Pela tradição de família, Matheus Silva seria pescador. Nascido em Boqueirão, no sertão da Paraíba, ele decidiu que iria estudar fora e seguir outro rumo. Aprendeu inglês em um curso gratuito, foi admitido em uma universidade nos Estados Unidos e tratou de conseguir uma bolsa.

Hoje, aos 22 anos, cursa economia e engenharia química no WPI (Worcester Polytechnic Institute), localizada na cidade de Worcester (Massachusetts). Mas quem disse que a essência da profissão do pai e o avô não o acompanhou por lá?  Como em uma pesca, assumiu a tarefa de reunir e mobilizar universitários brasileiros que estavam nos EUA, onde criou a BRASA (sigla em inglês para Associação Brasileira de Estudantes).

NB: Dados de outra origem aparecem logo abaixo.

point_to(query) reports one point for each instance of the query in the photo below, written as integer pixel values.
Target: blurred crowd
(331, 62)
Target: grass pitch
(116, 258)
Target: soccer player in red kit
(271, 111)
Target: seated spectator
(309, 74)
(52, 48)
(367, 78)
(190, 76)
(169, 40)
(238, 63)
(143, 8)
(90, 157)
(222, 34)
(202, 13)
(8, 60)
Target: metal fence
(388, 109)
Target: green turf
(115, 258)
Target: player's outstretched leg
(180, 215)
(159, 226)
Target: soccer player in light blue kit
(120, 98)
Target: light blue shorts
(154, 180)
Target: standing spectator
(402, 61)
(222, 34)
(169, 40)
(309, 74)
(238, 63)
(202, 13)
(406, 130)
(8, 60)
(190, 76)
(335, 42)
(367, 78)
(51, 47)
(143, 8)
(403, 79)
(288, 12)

“Eu vim de uma cidade pequena e fui o primeiro da família a fazer faculdade. Tinha poucas referências de pessoas e organizações que pudessem me ajudar”, lembra Matheus. Pensando nas dificuldades que ele e outros estudantes enfrentaram quando decidiram estudar fora, a BRASA tem uma atuação segmentada em três pilares, oferecendo apoio antes, durante e depois da graduação. A ideia é auxiliar e engajar essa comunidade estudantil em ações de impacto direto no Brasil.

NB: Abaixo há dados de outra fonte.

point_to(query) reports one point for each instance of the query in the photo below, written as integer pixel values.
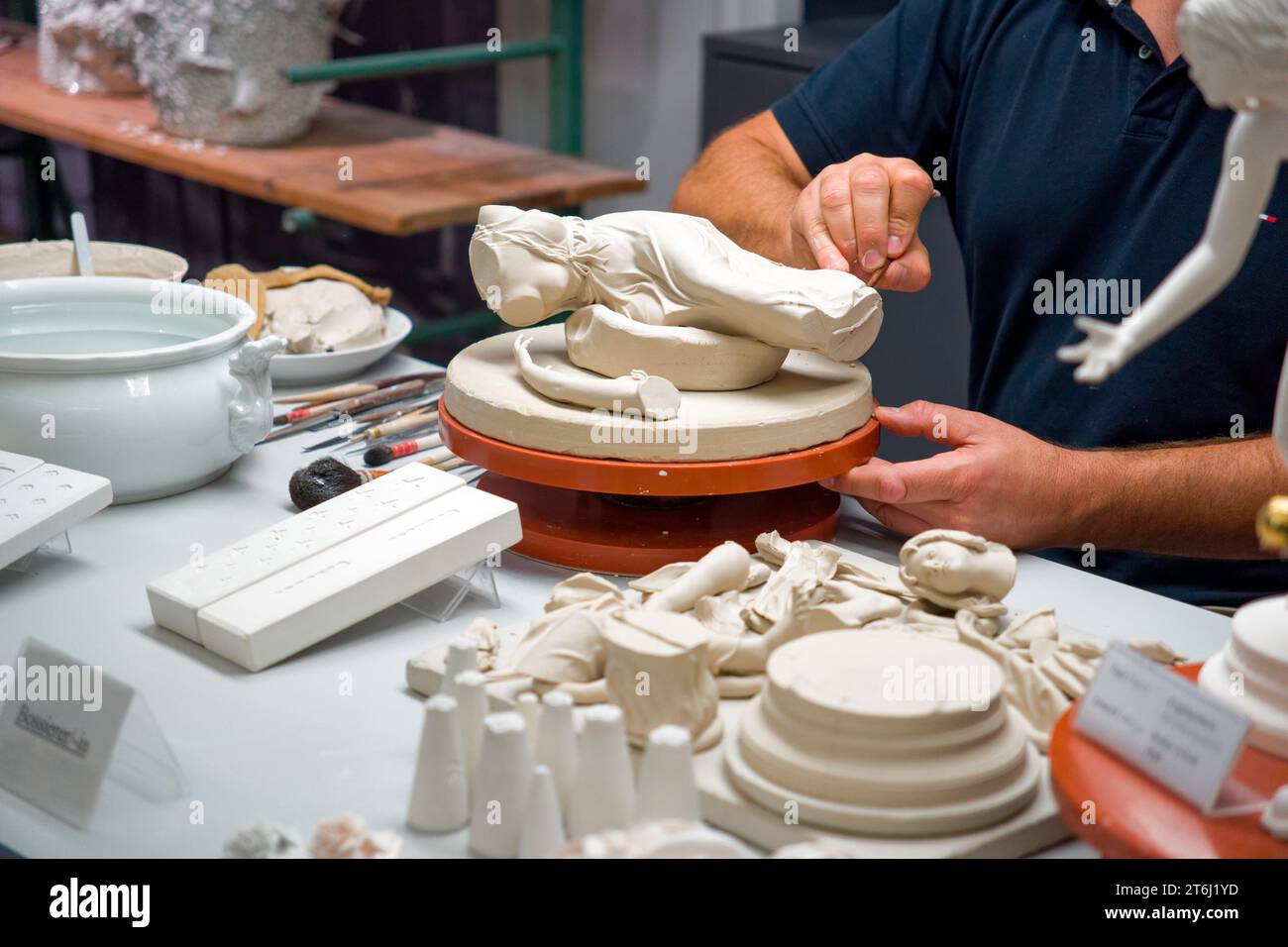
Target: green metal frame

Para os que desejam ingressar em uma universidade norte-americana, a organização mantém um blog chamado Brasinhas, que compartilha relatos de brasileiros sobre a vida universitária no exterior. Além disso, oferecem mentoria gratuita para os alunos que estão com dúvidas no processo de admissão ou em qual universidade estudar. “Colocamos eles em contato com universitários dessas instituições para ajudar”, explica.

Com público universitário que já está nos Estados Unidos, a organização promove eventos e conferências (BRASATech, BrazUSC, BRASA National Conference, BRASA Politics). “Era muito comum que os estudantes brasileiros de Havard não conhecessem os que estudavam no MIT [uma distância relativamente pequena]”, explica. Agora, em dez meses de atuação, eles já contam com uma rede de mais de 800 alunos e estão em 40 universidades diferentes, incluindo nomes como Stanford, Princeton, Northeastern e Yale. Entre os parceiros, recebem apoio da Ambev, BTG Pactual, Heinz, McKinsey&Company e Fundação Estudar.

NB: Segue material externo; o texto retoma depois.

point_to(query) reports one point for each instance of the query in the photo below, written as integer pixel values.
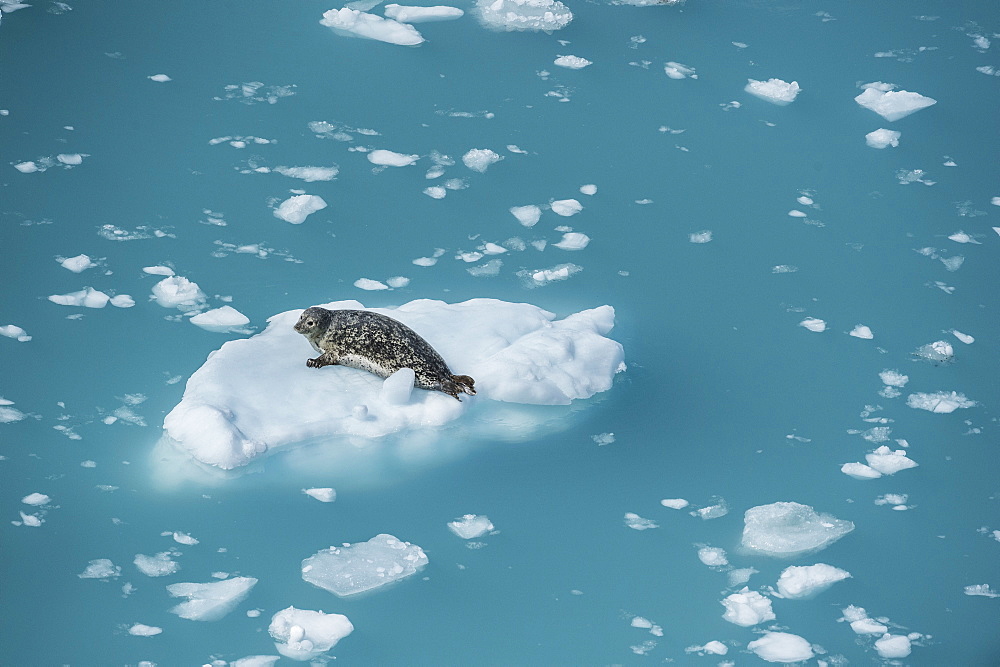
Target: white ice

Na tentativa de encontrar formas mais efetivas para que esses estudantes pudessem colaborar com o país, a BRASA ajuda eles na tarefa de encontrar empregos de férias no Brasil, os famosos “summer jobs”. Os estudantes enviam os seus currículos e a organização faz a mediação com empresas que estão recrutando. Eles também participam de programas de voluntariado, em parceria com a BrazilFoundation, e buscam promover projetos de pesquisa e conexão entre universidades brasileiras e americanas. As oportunidades costumam ser divulgadas por diversos canais, como e-mail, Facebook ou Twitter.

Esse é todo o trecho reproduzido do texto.